The implementation of the paper "Contrastive Learning for Inference in Dialogue":
Contrastive Learning for Inference in Dialogue. Etsuko Ishii, Yan Xu, Bryan Wilie, Ziwei Ji, Holy Lovenia, Willy Chung, and Pascale Fung. EMNLP2023 [PDF]
If you use any source codes included in this toolkit in your work, please cite the following paper:
@article{ishii2023contrastive, title={Contrastive Learning for Inference in Dialogue}, author={Ishii, Etsuko and Xu, Yan and Wilie, Bryan and Ji, Ziwei and Lovenia, Holy and Chung, Willy and Fung, Pascale}, journal={arXiv preprint arXiv:2310.12467}, year={2023} }
Python 3.8 and Pytorch 1.11.0, and the other packages follow requirements.txt
.
Please download dependencies with pip install -r requirements.txt
.
We use the CICERO datasets in our main experiments. You can find the data under data/cicero/{train/val/test}.json
.
We also offer the difficulty annotation for the CICERO test set based on the semantic information (data/cicero/annoted_results.json
). The difficulty score annotation corresponds to 1: Sufficient, 2: Likely, 3: Conceivable
in the paper.
- To train the model with and without contrastive learning, run
sh run_trainer.sh
- To evaluate the model trained, run e.g.,
python evaluate_trainer.py --model_name_or_path save/t5-base-cicero-contrast --save_path save/t5-base-cicero-contrast --cu 0 --n_beam 5 --dataset_name src/data_utils/cicero.py --dataset_config cicero_nlg --bs 16
If you want to use prompts manually sampled in src/utils/cicero_prompt.py
, run e.g.,:
CUDA_VISIBLE_DEVICES=0 python cicero_prompt.py --k 3 --model_name_or_path EleutherAI/gpt-j-6B --seed 42 --save_path save/gptj-ciero-3shot-seed42
If you want to use tf-idf sampler, run e.g.,:
CUDA_VISIBLE_DEVICES=0 python cicero_prompt_tfidf.py --topk 3 --model_name_or_path EleutherAI/gpt-j-6B --save_path save/gptj-ciero-3shot-tfidf
Note that you first have to obtain a tf-idf retriever. For more information, please refer to https://github.com/efficientqa/retrieval-based-baselines.

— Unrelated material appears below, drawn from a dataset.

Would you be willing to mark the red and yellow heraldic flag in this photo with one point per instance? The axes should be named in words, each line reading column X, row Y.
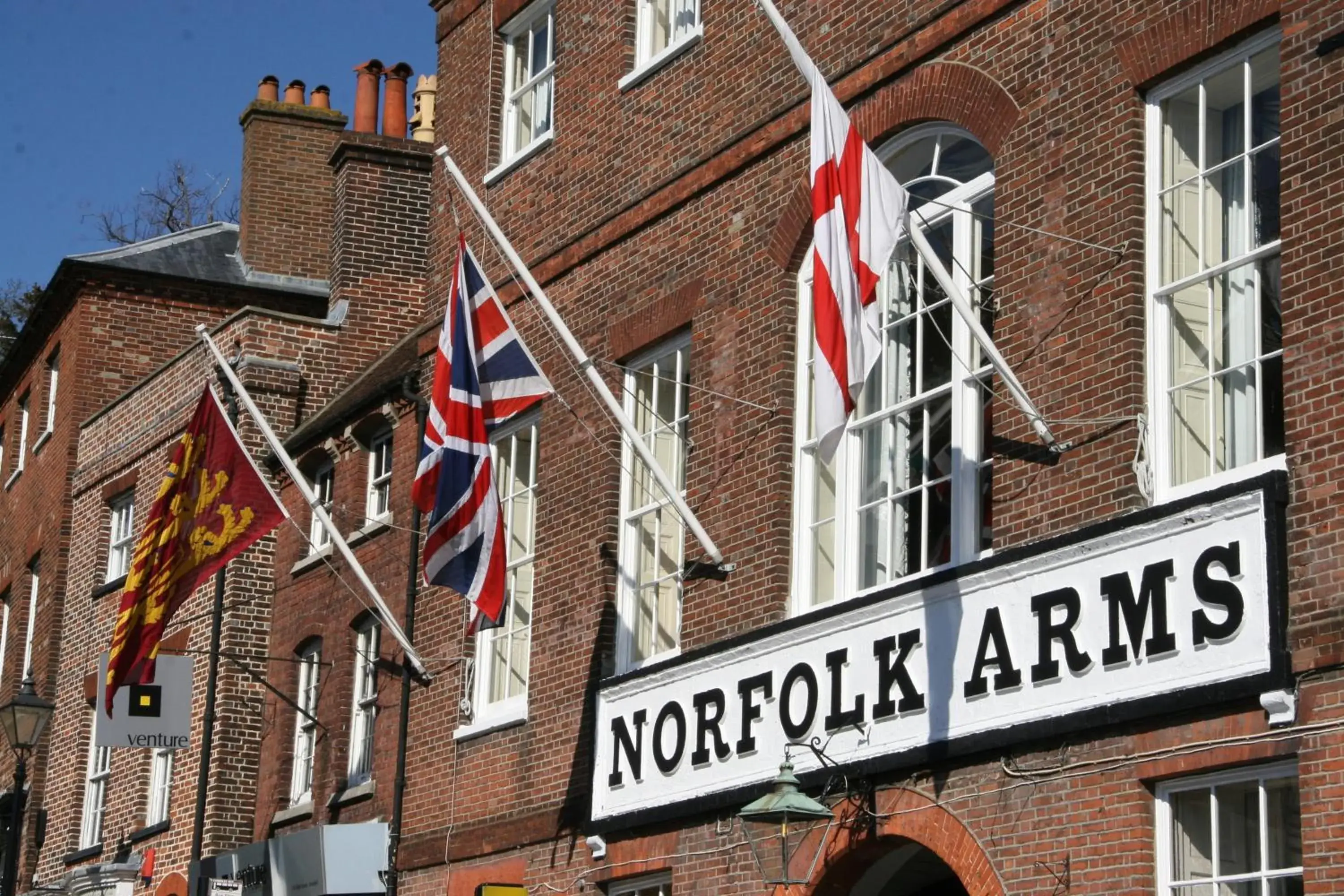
column 211, row 505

For the UNLI model, train the Roberta-large by:
sh run_nli.sh
Please download the UNLI data from here and locate under data/u-snli
.
To obtain the scores reported in the paper, run:
python src/utils/get_usnli_score.py -cu 0 --hypothesis_file_path save/t5-base-cicero/test_generation.txt --bs 4 --save_path save/results/t5-base-cicero
For the AlignScore, please refer to the original repo by the authors.